Self-cooked chickpeas not as good as canned

canningchickpeaslegumes

I tried cooking my own chickpeas after being a fan of canned ones from Trader Joe's for a while.

I soaked them for 24 hours and then washed and cooked them in lots of water for 2 hours. They came out kind of cardboardy (lacking in flavor and harder to chew).

I guess canned chickpeas get softer from being canned. Still, is there anything I can do to improve mine?

I salted them after cooking. Is that a mistake? (I figured it's less sodium for the same saltiness in taste, because all the salt will be on the surface)

Best Answer

I have made chickpeas 2x recently and I was happy with them. What I did:

1: Rinse and then short soak - maybe 1 hour.

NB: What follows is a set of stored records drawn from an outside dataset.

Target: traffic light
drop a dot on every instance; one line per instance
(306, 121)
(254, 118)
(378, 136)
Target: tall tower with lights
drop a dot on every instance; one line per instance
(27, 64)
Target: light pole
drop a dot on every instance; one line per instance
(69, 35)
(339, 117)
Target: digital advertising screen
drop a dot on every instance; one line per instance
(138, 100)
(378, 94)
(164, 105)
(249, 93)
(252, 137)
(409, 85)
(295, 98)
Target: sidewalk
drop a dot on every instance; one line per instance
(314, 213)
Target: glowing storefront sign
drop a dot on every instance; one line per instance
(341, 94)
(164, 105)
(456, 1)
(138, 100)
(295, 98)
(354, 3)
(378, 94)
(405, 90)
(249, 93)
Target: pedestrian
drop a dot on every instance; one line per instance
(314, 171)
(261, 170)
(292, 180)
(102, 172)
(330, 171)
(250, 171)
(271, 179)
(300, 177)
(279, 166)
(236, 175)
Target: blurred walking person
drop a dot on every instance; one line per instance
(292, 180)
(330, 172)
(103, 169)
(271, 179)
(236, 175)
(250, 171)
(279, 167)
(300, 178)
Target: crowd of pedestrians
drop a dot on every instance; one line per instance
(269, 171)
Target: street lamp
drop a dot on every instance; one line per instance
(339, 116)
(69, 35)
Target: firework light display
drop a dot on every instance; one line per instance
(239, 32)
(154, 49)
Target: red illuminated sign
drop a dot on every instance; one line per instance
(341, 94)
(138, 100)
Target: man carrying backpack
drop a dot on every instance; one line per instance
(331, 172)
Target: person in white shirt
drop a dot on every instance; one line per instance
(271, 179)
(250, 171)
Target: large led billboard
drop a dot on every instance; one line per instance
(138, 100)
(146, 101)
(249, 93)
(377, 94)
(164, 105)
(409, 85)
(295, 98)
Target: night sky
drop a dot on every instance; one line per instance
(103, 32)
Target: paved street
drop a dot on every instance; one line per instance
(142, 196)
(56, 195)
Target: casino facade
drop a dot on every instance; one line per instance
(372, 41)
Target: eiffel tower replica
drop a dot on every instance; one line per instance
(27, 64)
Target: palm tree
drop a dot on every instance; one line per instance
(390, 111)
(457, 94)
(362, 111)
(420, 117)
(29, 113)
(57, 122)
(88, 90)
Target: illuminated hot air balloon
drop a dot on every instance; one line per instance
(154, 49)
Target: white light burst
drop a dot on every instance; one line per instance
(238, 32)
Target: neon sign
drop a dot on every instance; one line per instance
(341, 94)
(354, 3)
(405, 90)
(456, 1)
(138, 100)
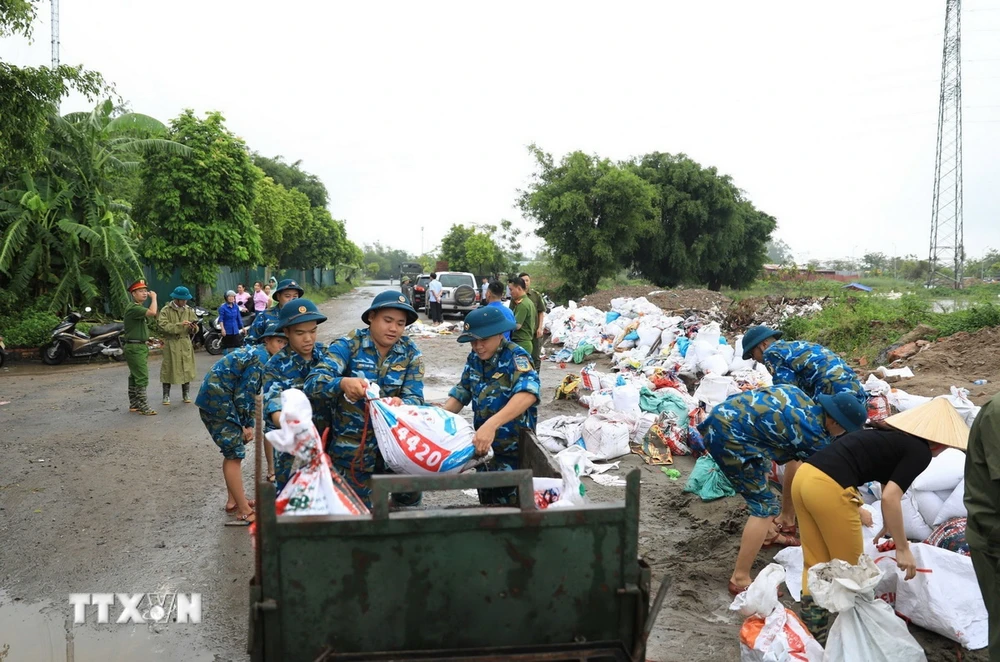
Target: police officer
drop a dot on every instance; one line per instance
(813, 368)
(298, 319)
(380, 354)
(136, 351)
(747, 432)
(226, 405)
(287, 290)
(502, 386)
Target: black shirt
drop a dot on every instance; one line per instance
(860, 457)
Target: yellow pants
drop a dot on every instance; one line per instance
(829, 523)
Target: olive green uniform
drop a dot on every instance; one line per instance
(136, 353)
(982, 501)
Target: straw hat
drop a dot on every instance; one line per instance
(935, 421)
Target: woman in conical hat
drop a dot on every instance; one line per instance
(826, 499)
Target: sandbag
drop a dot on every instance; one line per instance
(772, 633)
(866, 628)
(943, 473)
(954, 506)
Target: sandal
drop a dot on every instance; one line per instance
(782, 540)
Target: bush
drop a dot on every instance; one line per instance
(31, 328)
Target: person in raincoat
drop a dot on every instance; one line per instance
(813, 368)
(226, 405)
(380, 354)
(178, 323)
(503, 388)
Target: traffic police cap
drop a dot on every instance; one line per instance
(298, 311)
(391, 299)
(484, 323)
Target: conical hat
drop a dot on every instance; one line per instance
(935, 421)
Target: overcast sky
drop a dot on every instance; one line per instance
(418, 114)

2: Long cook, covered - more like 12 hours. Chickpeas are little beasts. They can take it.

3: Salted cooking water, enough to cover chickpeas and not extra. I think cooking in salty water gets the salt thru and thru the bean. I topped up with extra water once during long cook (I got up at night to check them). There was only a little water left when I was done and I kept it. It sort of became jellyish presumably with broken down chickpea. It was good. If you do that, salt your water to taste.

I would be nervous about scorching the bottom if cooking 12 hours on a stove top. Try a slow cooker or a dutch oven inside the oven set to bake, as low as it will go. Mine was actually in a foil tray covered with foil (1st time) and a dutch oven (second time) on my 2 burner gas grill with the peas over the cold burner and the other burner set to low. Didn't want to heat up the house.

If you try, post how it turns out in the comments.